Introduction to Realtime and Big Data Analytics
- Big Data is a field dedicated to the analysis, processing, and storage of large collections of data that frequently originate from disparate sources.
- Big Data addresses distinct requirements: I) Combine multiple unrelated datasets. II) Process large amounts of unstructured data. III) Harvest hidden information in a time-sensitive manner.
- A dataset is a collection or group of related data.
- Each dataset member (“datum”) shares the same set of attributes or properties as others in the same dataset.
- Ex: An extract of rows from a database table stored in a CSV formatted file.
- Data analysis is the process of examining data to find facts, relationships, patterns, insights and/or trends.
- The overall goal of data analysis is to support better decision-making.
- Data analytics is a discipline that includes the management of the complete data lifecycle, which encompasses collecting, cleaning, organizing, storing, analyzing and governing data.
- Ex: In business-oriented environments, data analytics results can lower operational costs and facilitate strategic decision-making. In the scientific domain, data analytics can help identify the cause of a phenomenon to improve the accuracy of predictions. In service-based environments, data analytics can help strengthen the focus on delivering high-quality services by driving down costs.
- There are four general categories of analytics that are distinguished by the results they produce: descriptive, diagnostic, predictive and prescriptive analysis.
- Descriptive analytics aim to answer questions about events that have already occurred. Descriptive analytics contextualizes data to generate information.
- The operational systems (e.g., OLTP, CRM, ERP) are queried via descriptive analytics tools to generate static reports or dashboards.
- Diagnostic analysts aim to determine the cause of a phenomenon that occurred in the past using questions that focus on the reason behind the event.

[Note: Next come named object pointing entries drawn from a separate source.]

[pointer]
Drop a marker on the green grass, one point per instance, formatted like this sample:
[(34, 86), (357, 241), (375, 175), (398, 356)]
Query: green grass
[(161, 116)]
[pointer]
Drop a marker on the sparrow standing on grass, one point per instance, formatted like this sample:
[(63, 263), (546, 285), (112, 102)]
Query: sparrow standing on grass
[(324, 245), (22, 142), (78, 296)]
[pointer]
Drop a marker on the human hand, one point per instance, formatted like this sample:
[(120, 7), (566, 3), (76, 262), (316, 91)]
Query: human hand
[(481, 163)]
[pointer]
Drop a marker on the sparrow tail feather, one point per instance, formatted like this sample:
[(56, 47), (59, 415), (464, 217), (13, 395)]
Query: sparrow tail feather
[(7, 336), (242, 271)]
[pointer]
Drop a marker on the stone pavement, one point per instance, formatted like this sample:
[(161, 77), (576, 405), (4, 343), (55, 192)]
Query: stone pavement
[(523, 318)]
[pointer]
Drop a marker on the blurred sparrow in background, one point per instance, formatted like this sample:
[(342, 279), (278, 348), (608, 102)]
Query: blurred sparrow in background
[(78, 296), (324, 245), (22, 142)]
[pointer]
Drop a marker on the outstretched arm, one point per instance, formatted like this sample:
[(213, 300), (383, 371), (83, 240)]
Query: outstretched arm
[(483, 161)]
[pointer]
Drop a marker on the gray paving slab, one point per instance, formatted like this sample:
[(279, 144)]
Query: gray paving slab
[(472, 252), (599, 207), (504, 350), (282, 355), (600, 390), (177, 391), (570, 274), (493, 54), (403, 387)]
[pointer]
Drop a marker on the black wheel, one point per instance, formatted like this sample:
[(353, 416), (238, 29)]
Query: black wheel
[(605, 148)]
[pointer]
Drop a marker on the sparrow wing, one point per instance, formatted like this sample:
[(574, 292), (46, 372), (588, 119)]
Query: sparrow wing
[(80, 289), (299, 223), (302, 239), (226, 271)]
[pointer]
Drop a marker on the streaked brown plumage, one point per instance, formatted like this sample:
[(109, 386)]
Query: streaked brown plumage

- The goal is to determine what information is related to the phenomenon in order to answer questions that seek to determine why something has occurred.
- Diagnostic analytics usually collect data from multiple sources and store it in a structure (e.g., OLAP) so that users can perform interactive drill-down and roll-up analysis.
- Predictive analytics aim to determine the outcome of an event that might occur in the future.
- Information is associated to build models that are used to generate future predictions based upon past events.
- Predictive analytics use large datasets of internal and external data and various data analysis techniques to provide user-friendly front-end interfaces.
- Prescriptive analytics build upon the results of predictive analytics by prescribing actions that should be taken.
- The focus is not only on what prescribed option is best to follow, but why.
- Prescriptive analytics use business rules and large amounts of internal and external data to simulate outcomes and prescribe the best course of action.
- Big data characteristics, the five V’s: Volume, Velocity, Variety, Veracity and Value.
- Veracity refers to the quality of data. Data with a high signal-to-noise ratio has more veracity.
- Value is defined as the usefulness of data for an enterprise.
- Value is also impacted by data lifecycle-related concerns, like how well has the data been stored? Were valuable attributes of data removed during data cleansing? Are the right types of questions being asked during data analysis? Are the results of the analysis being accurately communicated to the appropriate decision-makers?
- There are different types of data. Based on source, we’ve Human-generated data and Machine-generated data. Based on format, we’ve structured, unstructured, semi-structured data and metadata.
- Structured data conforms to a data model or schema. It is used to capture relationships between different entities and is therefore most often stored in relational database. Ex: banking transactions, invoices, customer records, etc.
- Unstructured data doesn’t conform to a data model or schema. It is either textual or binary and often conveyed via files that are self-contained and non-relational. The majority of data is unstructured. Ex: textual data, video, image files, audio, etc.
- Semi-structured data has a defined level of structure and consistency, but is not relational in nature. Instead, it is hierarchical or graph based. This kind of data is commonly stored in text-based files. Ex: XML data, JSON data, sensor data(CSV), etc.
- Metadata provides information about a dataset’s characteristics and structure. It is mostly machine-generated and can be appended to data. Ex: XML tags providing the author and creation date of a document, Attributes providing the file size and resolution of a digital photograph, etc.
- Big data solutions need to support multiple formats and types of data.